I have been celebrating my father long-distance, on Father’s Day, for quite a few years now. Ironically, when I was growing up at my father’s, so to say, we did not know about this celebratory day.
My father is a foodie with an adventurous, discerning palate and is quick to teach a lesson or two to even our seasoned family cook -who has years of experience in a professional kitchen- at the speck of an opportunity. He has always encouraged me to experiment and continues to be my loudest cheer-leader! I combine his favorite ingredients here to create this especially for him and hopefully it will meet his exacting standards. [My tasters did wolf it down enthusiastically, I must say.]
- 1 Hass avocado
- 1 long California green pepper, deseeded and finely diced
- 1 egg, lightly beaten, with a pinch of salt and black pepper
- Topping: a few halved cherry tomatoes; sea salt
Prepare the avocado by halving it and removing the seed. Gently run your knife in criss-cross parallel lines while cupping the half with the other hand. Using a spoon gently separate the flesh from the skin, without tearing it, and leave the flesh in. Sprinkle with sea salt and place on an oven proof platter.
Mix the egg and the pepper and pour into the two halves of the prepared avocado. Bake at 450-500 F in the toaster oven for 3-5 minutes or until the eggs are done to your liking. Top with the tomatoes, sprinkle sea salt and serve hot.
Notes, hints, tips:
- Another option is to toast it with the toppings on; so the tomatoes get lightly roasted. I would recommend this if your tomatoes are not at the peakest of season.

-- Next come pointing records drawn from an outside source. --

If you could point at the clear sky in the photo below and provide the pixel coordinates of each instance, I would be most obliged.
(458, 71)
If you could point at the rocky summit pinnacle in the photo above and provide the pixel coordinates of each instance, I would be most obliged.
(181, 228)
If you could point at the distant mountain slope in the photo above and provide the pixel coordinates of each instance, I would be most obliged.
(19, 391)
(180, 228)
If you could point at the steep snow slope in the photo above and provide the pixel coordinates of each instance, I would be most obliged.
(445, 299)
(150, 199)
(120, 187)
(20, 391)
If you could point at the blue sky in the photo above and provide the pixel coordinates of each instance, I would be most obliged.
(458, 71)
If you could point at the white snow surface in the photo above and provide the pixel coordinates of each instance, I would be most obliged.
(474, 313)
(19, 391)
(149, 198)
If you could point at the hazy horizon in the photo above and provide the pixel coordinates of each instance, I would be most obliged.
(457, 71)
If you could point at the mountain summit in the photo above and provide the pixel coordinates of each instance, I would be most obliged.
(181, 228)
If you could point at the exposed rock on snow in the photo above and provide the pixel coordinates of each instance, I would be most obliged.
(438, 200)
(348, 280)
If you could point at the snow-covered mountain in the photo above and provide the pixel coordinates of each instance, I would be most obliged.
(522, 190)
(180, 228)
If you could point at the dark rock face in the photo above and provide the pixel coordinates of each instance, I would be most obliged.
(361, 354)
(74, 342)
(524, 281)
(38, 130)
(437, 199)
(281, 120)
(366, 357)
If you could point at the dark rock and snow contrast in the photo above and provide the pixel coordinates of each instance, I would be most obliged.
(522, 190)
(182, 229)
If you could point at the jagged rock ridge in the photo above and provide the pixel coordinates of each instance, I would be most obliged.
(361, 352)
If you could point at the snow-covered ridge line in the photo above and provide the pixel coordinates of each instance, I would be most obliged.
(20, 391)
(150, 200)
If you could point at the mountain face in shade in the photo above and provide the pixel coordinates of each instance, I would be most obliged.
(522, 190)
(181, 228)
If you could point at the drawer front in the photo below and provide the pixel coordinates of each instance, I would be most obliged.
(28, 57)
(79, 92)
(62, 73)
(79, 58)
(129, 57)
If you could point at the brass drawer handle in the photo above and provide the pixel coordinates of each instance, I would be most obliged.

- If you don’t have a convenient table-top toaster oven, broil in a regular oven. Keep a very keen eye on it though.
- Deseeding the pepper is optional- provided you are comfortable with some pepper-heat. Also, important to finely dice the pepper; if you are not on the top of your knife skills, fee free to use a “chop-o-matic” (or some such doodad) or a processor (not a blender!).
- You can use herbs instead of the pepper. Remember that there is little space in the avocado; so it has to be chopped very fine to reduce the overall volume.